1np.random.RandomState(32).rand(3)
2np.random.RandomState(32).rand(3)
3np.random.RandomState(32).rand(3)

array([0.85888927, 0.37271115, 0.55512878])
array([0.85888927, 0.37271115, 0.55512878])
array([0.85888927, 0.37271115, 0.55512878])

However, calling the following multiple times will not lead to the same array.
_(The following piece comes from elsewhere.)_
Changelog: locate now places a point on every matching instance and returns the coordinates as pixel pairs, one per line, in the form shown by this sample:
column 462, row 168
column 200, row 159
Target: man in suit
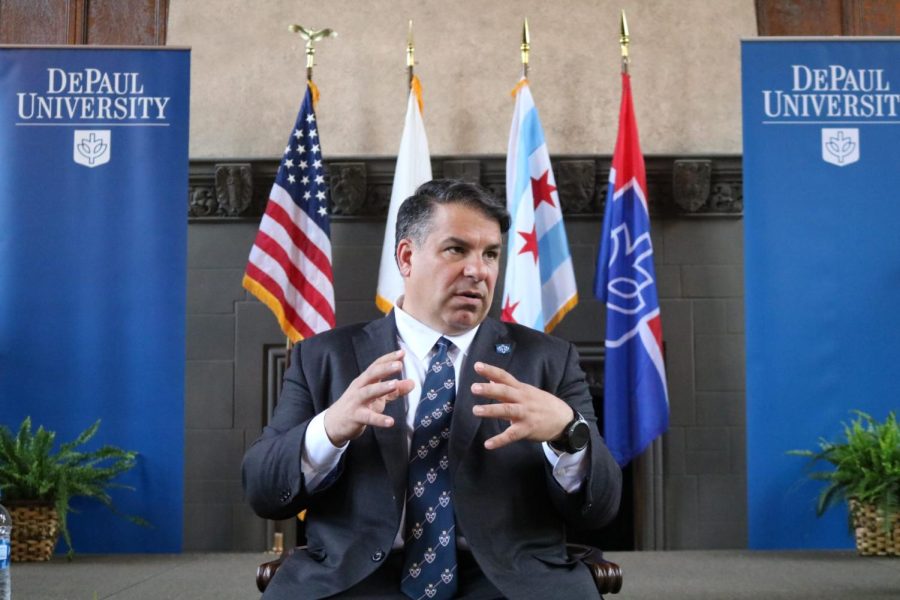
column 439, row 453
1R = np.random.RandomState(32)
2print(R.rand(3))
3print(R.rand(3))
4print(R.rand(3))

[0.85888927 0.37271115 0.55512878]
[0.95565655 0.7366696  0.81620514]
[0.10108656 0.92848807 0.60910917]

If you wish to generate the same random array with each call to a random function using np.random.RandomState() and yet do not wish to repeat the prefix with each call, you may write a simple function as follows:

1def rng(n): # n is the length of the random array
2    R = np.random.RandomState(12)
3    return R.rand(n)
4
5print(rng(4))
6print(rng(4))
7print(rng(4))

[0.15416284 0.7400497  0.26331502 0.53373939]
[0.15416284 0.7400497  0.26331502 0.53373939]
[0.15416284 0.7400497  0.26331502 0.53373939]

Conclusion

If you use the functions in the numpy.random namespace, you will not get consistent pseudorandom numbers because they are pulling from a different RandomState instance than the one you just created. Instead, initializing the PRNG with a certain seed using numpy.random.RandomState(seed) will return a new seeded RandomState instance but otherwise does not change anything else. Note that you have to use the returned RandomState instance everytime to get consistent pseudorandom numbers.

On the other hand, numpy.random.seed() resets the state of the existing global RandomState instance that underlies the functions in the numpy.random namespace. This may have undesirable and unexpected consequences on computed outputs and is to be avoided.